Famagusta, in Turkish Gazimağusa or Mağusa and Greek Ammóchostos (Αμμόχωστος), is a harbour city on the east coast of Cyprus. It was its most important port during the Middle Ages, especially when the maritime republics of first Genoa and then Venice dominated the island.
The city was founded after the ancient city of Salamis was devastated by an earthquake around 274 BCE. It was named Arsinoe after the Greek Ptolemaic Queen Arsinoe of Egypt. Then, it became known as Ammóchostos (‘hidden in the sand’) that was pronounced as ‘Famagouste’ by the French Lusignans and ‘Famagosta’ by the Italians. The French Lusignans, during their rule of the Kingdom of Cyprus, developed the town and built the soaring churches, later turned into mosques or allowed to crumble.

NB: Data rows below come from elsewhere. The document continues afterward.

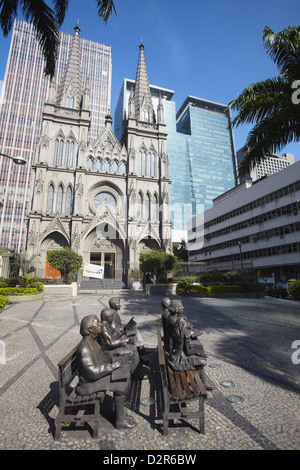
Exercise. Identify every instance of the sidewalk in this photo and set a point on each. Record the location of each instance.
(36, 335)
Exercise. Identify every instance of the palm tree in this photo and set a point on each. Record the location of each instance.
(47, 22)
(269, 104)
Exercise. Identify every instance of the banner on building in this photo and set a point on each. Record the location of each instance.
(93, 270)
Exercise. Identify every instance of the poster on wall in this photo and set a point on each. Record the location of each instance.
(93, 270)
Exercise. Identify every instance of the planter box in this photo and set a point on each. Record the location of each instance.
(25, 298)
(61, 290)
(161, 289)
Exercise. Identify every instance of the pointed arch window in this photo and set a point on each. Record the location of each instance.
(69, 101)
(147, 207)
(140, 207)
(68, 208)
(114, 167)
(50, 197)
(98, 164)
(89, 163)
(155, 209)
(106, 165)
(59, 199)
(123, 168)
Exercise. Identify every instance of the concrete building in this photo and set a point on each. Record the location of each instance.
(200, 148)
(108, 201)
(272, 164)
(22, 100)
(256, 225)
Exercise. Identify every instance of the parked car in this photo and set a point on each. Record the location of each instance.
(277, 291)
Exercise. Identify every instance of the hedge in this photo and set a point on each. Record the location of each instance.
(18, 291)
(3, 301)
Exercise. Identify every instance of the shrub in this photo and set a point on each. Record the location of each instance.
(293, 288)
(3, 301)
(18, 291)
(224, 289)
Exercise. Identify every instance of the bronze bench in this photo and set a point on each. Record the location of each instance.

The port was briefly seized from the Lusignans by the Genoans in 1372 but in 1489 came under Venetian rule. They built the city walls and modified the castle, that had been built in 1310 to protect the port against possible enemy attacks. It is now called Othello Castle, as it inspired Shakespeare to write his tragedy. The city was the last to fall under the onslaught of the Ottoman Empire and had to surrender in 1571.
Under the Ottomans, the Latins were expelled, and Greeks banished from the walled city: they settled in what became the town of Varosha. The Cathedral of St. Nicholas was converted to a mosque (now known as Lala Mustafa Pasha Mosque), and it became a Muslim Turkish city. During British rule, the Turkish aspect of the town declined and Greeks became the majority. After independence, Famagusta developed towards the south and Varosha became its administrative and tourist centre. It all came to an end on 14 August 1974 when the Turkish army invaded, and Famagusta was bombed by Turkish aircraft. The entire Greek population of the city had to flee; dozens of civilians, including tourists, died. Varosha was fenced off by the Turkish military and remains so today.